Highlights & Insights¶
- First tuning-free method for abstract concept personalization: By exploiting the locality and semantic additivity of the DiT modulation space, Mod-Adapter achieves unified and decoupled customization of both object and abstract concepts — a capability previously unavailable in tuning-free frameworks.
- VLM-guided pre-training: Using VLM image understanding as a semantic bridge to narrow the image-to-modulation gap is an elegant warm-up strategy. Since it does not require backpropagation through DiT, the pre-training overhead is minimal.
- K-means MoE routing: Replacing learnable gating with parameter-free clustering fundamentally resolves the expert imbalance problem; the approach is simple yet effective.
Limitations & Future Work¶
- The model has 1.67B parameters; while it is the only trainable component, this is considerably heavier than textual inversion-based methods.
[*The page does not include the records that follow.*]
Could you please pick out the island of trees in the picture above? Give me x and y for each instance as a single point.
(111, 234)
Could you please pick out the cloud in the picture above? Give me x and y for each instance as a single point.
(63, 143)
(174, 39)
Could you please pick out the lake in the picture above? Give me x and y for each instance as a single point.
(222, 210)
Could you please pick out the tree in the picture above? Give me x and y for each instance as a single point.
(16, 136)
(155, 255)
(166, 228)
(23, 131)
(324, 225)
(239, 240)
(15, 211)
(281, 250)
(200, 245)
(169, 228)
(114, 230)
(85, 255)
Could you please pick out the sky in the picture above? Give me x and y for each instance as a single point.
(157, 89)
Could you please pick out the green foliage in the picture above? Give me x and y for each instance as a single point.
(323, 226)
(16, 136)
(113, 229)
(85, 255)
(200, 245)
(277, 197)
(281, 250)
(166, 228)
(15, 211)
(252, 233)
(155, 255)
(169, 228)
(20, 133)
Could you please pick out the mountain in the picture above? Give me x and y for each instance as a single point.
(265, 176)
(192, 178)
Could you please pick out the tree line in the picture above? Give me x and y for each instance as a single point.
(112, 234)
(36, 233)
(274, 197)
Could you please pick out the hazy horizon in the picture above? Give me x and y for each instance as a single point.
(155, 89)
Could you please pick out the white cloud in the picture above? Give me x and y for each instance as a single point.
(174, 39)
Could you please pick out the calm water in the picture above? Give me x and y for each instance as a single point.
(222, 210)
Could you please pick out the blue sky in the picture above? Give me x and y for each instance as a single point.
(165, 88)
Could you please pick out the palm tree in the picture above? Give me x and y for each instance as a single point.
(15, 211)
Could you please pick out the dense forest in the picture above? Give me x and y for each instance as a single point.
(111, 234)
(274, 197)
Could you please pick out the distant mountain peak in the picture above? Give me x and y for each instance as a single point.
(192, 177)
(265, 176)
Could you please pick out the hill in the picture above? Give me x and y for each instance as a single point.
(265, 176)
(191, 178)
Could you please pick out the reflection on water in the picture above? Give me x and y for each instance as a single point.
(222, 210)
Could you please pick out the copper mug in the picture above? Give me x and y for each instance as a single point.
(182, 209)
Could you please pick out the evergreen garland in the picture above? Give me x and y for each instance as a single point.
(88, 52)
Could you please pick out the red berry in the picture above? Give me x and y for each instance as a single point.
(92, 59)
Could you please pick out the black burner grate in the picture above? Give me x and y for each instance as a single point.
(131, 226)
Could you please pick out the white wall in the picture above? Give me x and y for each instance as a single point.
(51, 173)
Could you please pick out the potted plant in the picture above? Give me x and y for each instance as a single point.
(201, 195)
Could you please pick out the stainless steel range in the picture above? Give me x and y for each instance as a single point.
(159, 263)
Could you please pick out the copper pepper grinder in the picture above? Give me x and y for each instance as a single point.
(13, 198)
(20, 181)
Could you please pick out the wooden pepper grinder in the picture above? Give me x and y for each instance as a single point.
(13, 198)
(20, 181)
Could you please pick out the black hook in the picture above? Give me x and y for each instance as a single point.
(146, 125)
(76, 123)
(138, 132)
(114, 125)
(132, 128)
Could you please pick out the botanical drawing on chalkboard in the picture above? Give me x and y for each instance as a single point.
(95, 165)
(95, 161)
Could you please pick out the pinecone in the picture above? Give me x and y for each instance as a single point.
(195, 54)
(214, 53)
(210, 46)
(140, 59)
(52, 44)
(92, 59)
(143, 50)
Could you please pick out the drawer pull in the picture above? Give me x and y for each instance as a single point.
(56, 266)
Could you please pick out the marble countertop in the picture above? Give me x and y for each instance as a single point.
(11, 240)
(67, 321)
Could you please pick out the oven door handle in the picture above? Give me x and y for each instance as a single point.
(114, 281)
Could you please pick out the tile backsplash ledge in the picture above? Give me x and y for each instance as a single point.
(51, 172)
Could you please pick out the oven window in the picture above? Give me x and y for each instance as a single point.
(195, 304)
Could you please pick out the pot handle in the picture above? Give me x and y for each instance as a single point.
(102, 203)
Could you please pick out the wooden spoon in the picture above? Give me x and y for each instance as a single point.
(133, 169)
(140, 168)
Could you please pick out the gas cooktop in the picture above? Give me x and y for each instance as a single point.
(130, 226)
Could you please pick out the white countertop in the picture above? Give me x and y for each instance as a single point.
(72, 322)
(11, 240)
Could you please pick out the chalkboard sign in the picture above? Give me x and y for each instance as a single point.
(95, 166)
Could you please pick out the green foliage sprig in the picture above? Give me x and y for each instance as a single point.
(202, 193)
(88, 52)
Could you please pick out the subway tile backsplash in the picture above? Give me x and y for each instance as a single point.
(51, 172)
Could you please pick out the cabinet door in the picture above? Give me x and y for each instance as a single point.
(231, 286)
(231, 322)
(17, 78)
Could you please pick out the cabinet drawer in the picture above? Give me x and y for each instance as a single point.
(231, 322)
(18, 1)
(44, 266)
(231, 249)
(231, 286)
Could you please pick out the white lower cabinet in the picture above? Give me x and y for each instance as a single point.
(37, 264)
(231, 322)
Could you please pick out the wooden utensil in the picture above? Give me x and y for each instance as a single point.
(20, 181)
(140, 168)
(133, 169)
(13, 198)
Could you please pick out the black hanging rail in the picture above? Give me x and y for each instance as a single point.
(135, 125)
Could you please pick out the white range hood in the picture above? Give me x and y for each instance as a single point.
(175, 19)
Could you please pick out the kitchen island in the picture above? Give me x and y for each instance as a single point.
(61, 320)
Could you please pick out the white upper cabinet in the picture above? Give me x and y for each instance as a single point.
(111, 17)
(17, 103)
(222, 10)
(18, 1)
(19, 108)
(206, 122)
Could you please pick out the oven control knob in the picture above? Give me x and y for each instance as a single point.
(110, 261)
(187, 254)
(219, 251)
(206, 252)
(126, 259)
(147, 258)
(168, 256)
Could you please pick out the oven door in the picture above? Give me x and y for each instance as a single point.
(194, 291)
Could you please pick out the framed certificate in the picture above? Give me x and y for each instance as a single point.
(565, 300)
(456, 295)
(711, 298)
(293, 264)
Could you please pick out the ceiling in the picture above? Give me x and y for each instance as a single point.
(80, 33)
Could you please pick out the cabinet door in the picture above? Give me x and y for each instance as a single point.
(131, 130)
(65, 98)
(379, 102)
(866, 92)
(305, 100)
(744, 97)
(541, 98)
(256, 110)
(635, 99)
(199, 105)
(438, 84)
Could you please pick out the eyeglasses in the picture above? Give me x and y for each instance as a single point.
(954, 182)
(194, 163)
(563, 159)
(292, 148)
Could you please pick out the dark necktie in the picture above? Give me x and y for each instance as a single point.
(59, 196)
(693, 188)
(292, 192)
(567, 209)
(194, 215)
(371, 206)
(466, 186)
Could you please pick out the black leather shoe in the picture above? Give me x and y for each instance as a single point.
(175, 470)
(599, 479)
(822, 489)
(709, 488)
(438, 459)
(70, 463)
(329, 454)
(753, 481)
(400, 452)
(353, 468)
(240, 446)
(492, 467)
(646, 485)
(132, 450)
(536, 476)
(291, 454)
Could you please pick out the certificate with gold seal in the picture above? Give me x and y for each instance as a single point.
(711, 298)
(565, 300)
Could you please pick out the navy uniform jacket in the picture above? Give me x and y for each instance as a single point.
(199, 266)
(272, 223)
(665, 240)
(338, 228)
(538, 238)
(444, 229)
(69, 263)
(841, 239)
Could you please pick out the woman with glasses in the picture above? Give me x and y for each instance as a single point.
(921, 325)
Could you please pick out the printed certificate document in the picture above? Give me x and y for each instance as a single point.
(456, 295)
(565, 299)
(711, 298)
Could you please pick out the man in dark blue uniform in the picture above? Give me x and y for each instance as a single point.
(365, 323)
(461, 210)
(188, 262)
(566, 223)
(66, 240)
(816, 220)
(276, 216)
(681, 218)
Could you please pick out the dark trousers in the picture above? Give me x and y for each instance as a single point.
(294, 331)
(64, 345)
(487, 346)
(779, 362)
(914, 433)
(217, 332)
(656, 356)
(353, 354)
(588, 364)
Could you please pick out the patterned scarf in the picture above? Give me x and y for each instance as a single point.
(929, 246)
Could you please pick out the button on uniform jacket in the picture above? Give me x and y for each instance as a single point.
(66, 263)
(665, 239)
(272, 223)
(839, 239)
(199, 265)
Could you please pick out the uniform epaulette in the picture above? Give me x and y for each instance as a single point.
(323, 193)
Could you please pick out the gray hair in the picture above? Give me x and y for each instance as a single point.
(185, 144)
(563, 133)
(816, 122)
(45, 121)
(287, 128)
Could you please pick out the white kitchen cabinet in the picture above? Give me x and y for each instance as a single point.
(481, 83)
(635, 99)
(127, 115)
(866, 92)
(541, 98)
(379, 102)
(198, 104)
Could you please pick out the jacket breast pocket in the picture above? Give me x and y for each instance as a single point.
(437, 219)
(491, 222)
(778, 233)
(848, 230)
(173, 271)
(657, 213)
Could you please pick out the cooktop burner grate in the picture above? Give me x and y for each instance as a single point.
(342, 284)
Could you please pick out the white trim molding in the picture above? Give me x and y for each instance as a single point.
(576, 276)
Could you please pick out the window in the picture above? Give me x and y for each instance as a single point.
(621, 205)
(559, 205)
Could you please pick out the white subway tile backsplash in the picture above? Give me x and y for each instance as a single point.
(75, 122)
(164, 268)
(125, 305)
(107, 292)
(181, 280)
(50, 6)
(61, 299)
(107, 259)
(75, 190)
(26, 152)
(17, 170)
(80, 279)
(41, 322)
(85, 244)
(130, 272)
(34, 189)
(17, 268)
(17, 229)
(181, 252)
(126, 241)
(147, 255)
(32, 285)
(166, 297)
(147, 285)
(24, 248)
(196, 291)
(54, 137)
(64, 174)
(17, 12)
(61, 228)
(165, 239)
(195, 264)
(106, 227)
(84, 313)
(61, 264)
- Training data for abstract concepts is synthesized via FLUX self-distillation, which may limit data quality and diversity.
- Inference efficiency is not discussed — multi-concept inference requires a separate Mod-Adapter forward pass for each concept.
- The method is built on the FLUX architecture; transferring it to non-DiT architectures (e.g., U-Net) would require redesign.
Related Work & Insights¶
- vs. TokenVerse: Both exploit the DiT modulation space, but TokenVerse requires per-image fine-tuning of an MLP, whereas Mod-Adapter is a tuning-free generalization.
- vs. IP-Adapter/MIP-Adapter: These methods inject image features via cross-attention but lack localized control, rendering them unable to handle abstract concepts.
- vs. MS-Diffusion: Employs a layout-guided scheme for multi-subject generation but is likewise limited to object concepts.
- The direction manipulation strategy in the modulation space may inspire other controllable generation tasks, such as affective control and style transfer.
Rating¶
- Novelty: ⭐⭐⭐⭐ First tuning-free framework to unify object and abstract concept customization; leveraging the modulation space is a novel perspective.
- Experimental Thoroughness: ⭐⭐⭐⭐ Quantitative + qualitative + user study + comprehensive ablation; inference efficiency analysis is absent.
- Writing Quality: ⭐⭐⭐⭐ Motivation is clear, method description is thorough, and figures are intuitive.
- Value: ⭐⭐⭐⭐⭐ High practical value; tuning-free multi-concept personalization has broad application scenarios.